§ DICTIONARY · CONCEPT

Focal length

f, the distance from a lens or mirror at which parallel incoming rays converge (or appear to diverge from). Positive for converging optics, negative for diverging. Determines magnification, angle of view, and depth of field.

§ 01

Definition

The focal length f of a lens or curved mirror is the distance from the optical element to the point at which parallel rays incoming along the optical axis converge (for a converging lens/mirror) or appear to diverge from (for a diverging lens/mirror, where f is taken as negative). It is the single most important parameter of an imaging system, setting the magnification at a given object distance, the angle of view, the depth of field, and the compression/expansion of perspective.

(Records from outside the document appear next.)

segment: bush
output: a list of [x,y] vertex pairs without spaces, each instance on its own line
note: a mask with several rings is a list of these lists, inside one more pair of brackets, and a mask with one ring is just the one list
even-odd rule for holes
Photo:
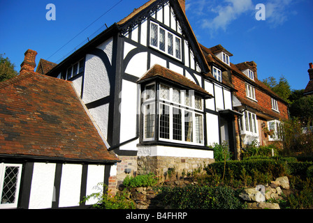
[[154,174],[138,175],[135,177],[128,175],[123,181],[123,185],[126,187],[138,187],[154,186],[157,184],[158,179]]
[[189,185],[160,187],[158,197],[165,206],[175,209],[242,209],[239,192],[228,187]]
[[92,207],[99,209],[135,209],[136,205],[133,201],[127,198],[126,192],[118,192],[116,195],[108,194],[105,191],[108,186],[103,183],[98,184],[101,189],[99,192],[92,193],[85,197],[81,201],[86,202],[91,198],[94,198],[98,201],[92,205]]
[[214,151],[214,158],[215,161],[224,161],[231,159],[231,153],[229,152],[228,144],[226,141],[223,141],[220,145],[214,144],[213,146],[210,146]]

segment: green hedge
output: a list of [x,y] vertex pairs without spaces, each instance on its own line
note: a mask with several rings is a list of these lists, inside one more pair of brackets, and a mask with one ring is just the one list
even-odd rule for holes
[[239,199],[240,190],[228,187],[189,185],[183,187],[163,187],[157,199],[164,206],[173,209],[242,209],[245,204]]

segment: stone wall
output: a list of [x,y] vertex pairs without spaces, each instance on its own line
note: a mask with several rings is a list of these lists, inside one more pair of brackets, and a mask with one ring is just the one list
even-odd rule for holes
[[196,157],[179,157],[164,156],[140,156],[138,157],[138,174],[154,174],[165,180],[168,174],[182,176],[191,173],[198,168],[214,162],[214,159]]

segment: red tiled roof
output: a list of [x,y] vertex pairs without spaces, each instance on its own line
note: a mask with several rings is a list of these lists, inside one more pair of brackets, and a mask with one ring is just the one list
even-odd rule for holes
[[57,63],[41,59],[38,64],[37,69],[36,70],[36,72],[41,75],[45,75],[57,65]]
[[0,156],[115,162],[70,82],[24,71],[0,83]]
[[213,98],[210,93],[207,92],[200,86],[196,84],[196,83],[186,77],[168,68],[163,68],[159,64],[155,64],[153,67],[152,67],[137,82],[142,83],[145,81],[151,80],[156,77],[164,78],[178,85],[182,86],[183,87],[193,89],[208,98]]

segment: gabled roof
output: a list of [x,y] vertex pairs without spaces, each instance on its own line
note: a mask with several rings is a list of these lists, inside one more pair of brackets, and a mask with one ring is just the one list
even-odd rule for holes
[[37,69],[36,70],[36,72],[41,75],[45,75],[57,65],[57,63],[41,59],[38,64]]
[[166,79],[180,85],[183,88],[194,90],[198,93],[203,95],[205,98],[213,98],[213,95],[189,79],[168,68],[163,68],[159,64],[153,66],[142,77],[140,77],[140,79],[139,79],[139,80],[137,81],[137,83],[152,81],[156,78]]
[[107,29],[104,30],[102,33],[99,34],[94,38],[89,41],[82,47],[76,50],[68,57],[61,61],[58,66],[52,69],[52,71],[48,73],[48,75],[56,77],[59,72],[61,72],[61,68],[63,64],[70,63],[71,60],[78,59],[81,56],[82,54],[88,52],[91,47],[96,47],[105,40],[107,38],[111,37],[115,32],[126,32],[130,27],[133,27],[138,24],[139,22],[144,20],[147,17],[150,16],[158,7],[163,5],[166,2],[170,2],[172,4],[173,9],[177,14],[177,17],[182,22],[181,26],[184,34],[189,39],[190,46],[196,52],[194,52],[195,56],[198,59],[199,66],[203,70],[204,75],[206,73],[210,72],[210,68],[208,66],[208,64],[205,62],[205,59],[198,43],[191,26],[188,21],[186,14],[182,6],[179,2],[179,0],[150,0],[145,3],[138,8],[135,8],[132,13],[128,16],[121,20],[119,22],[114,23]]
[[119,162],[71,82],[23,71],[0,83],[0,157]]

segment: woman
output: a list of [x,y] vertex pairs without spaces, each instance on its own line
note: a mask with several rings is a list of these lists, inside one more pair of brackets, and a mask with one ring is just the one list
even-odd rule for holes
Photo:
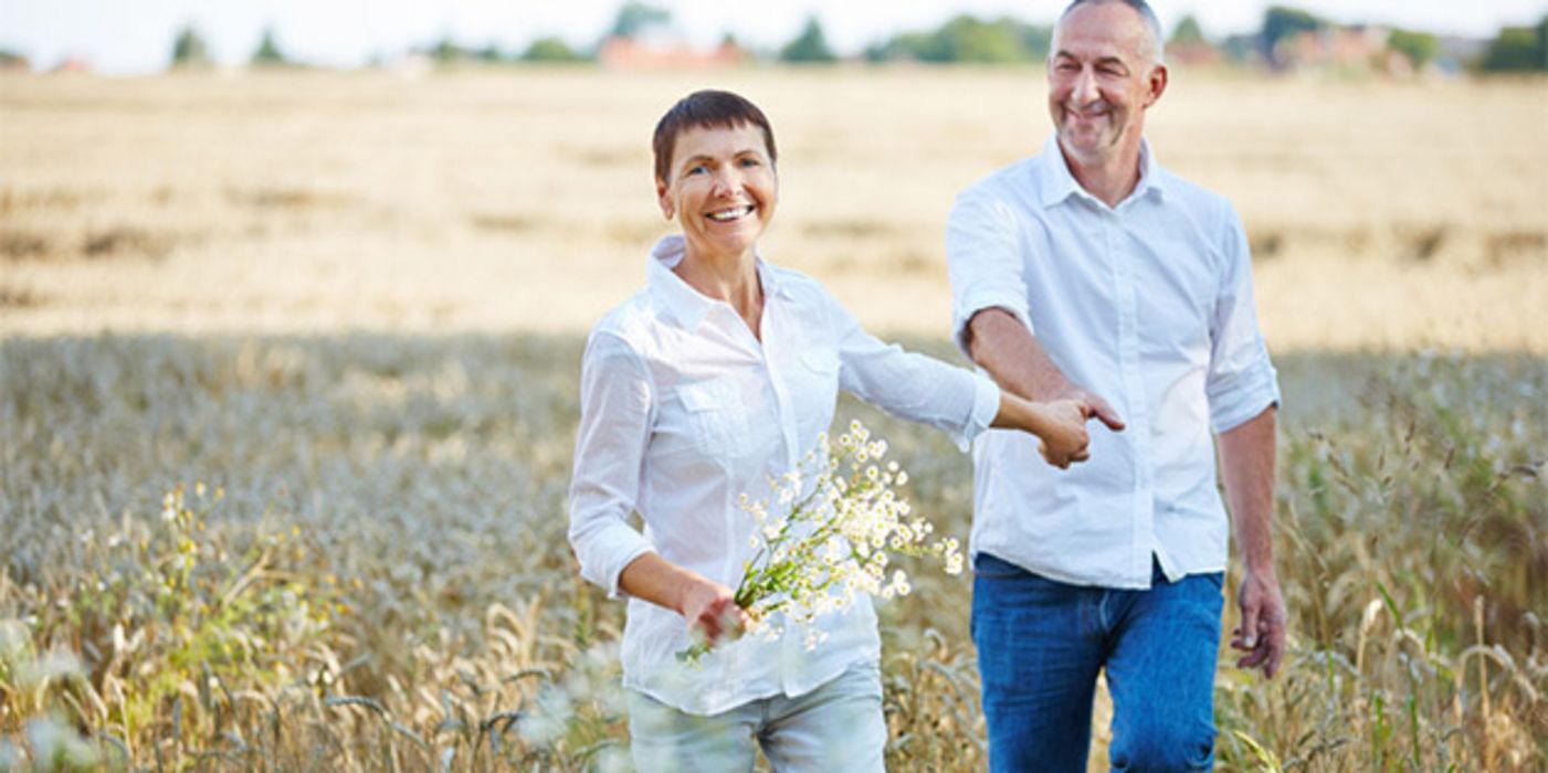
[[[763,261],[779,176],[763,113],[724,91],[689,94],[655,131],[656,195],[681,235],[647,261],[647,288],[587,343],[570,490],[580,574],[628,598],[624,686],[636,767],[882,770],[879,640],[868,598],[820,620],[807,651],[734,638],[732,587],[754,526],[741,493],[793,470],[833,421],[837,391],[966,444],[986,427],[1043,441],[1060,467],[1087,436],[1073,402],[1031,404],[981,376],[889,346],[816,281]],[[638,512],[644,533],[628,519]],[[720,645],[698,665],[690,629]]]

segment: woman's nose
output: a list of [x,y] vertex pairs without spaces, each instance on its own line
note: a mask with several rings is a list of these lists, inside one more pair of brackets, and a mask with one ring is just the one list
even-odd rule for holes
[[734,196],[741,189],[741,176],[735,170],[723,170],[715,175],[714,195],[720,198]]

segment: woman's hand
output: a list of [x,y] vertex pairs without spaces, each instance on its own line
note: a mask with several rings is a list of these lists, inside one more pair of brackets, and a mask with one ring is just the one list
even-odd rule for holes
[[709,646],[715,646],[721,637],[735,638],[749,623],[748,612],[737,606],[732,591],[703,577],[687,580],[678,595],[676,611],[687,620],[695,638],[703,634]]

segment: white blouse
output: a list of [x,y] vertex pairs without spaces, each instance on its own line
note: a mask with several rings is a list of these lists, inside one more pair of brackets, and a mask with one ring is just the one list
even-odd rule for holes
[[[872,337],[811,278],[757,263],[762,343],[731,305],[672,267],[681,237],[652,250],[647,286],[591,331],[580,373],[580,427],[570,485],[570,544],[580,574],[622,595],[618,577],[647,550],[735,587],[751,558],[752,516],[737,499],[768,496],[833,422],[842,388],[884,411],[950,433],[964,450],[989,427],[989,379]],[[644,533],[632,526],[633,513]],[[799,696],[879,657],[876,617],[861,598],[820,618],[807,651],[799,626],[776,640],[721,643],[698,665],[675,611],[628,598],[624,685],[694,714],[776,694]]]

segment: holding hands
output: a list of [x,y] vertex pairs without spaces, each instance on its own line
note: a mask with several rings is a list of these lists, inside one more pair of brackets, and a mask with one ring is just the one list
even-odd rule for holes
[[1091,436],[1085,431],[1088,419],[1098,419],[1113,431],[1124,428],[1107,402],[1084,390],[1071,390],[1068,396],[1048,402],[1031,402],[1002,391],[1000,414],[995,416],[994,427],[1036,434],[1042,441],[1037,450],[1043,459],[1068,470],[1071,464],[1091,458]]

In photography, a 50 mm lens on a full-frame sensor gives roughly the angular field of human central vision (about 46° diagonal); a 24 mm lens is a wide angle (84°); a 200 mm lens is a telephoto (12°). The magnification of a distant object is proportional to f, while the angle of view is inversely proportional — longer focal lengths fill the frame with a smaller part of the scene. In microscope objectives and camera lenses, focal length combines with the numerical aperture NA to set the diffraction-limited resolution (λ/(2·NA), the Abbe limit) and the depth of field (∝ 1/NA²). The lensmaker's equation 1/f = (n−1)(1/R₁ − 1/R₂) computes f from the material index and the surface geometry; in thick or compound systems, f is computed by matrix optics as the element (1/f)-value of the system's ray-transfer matrix.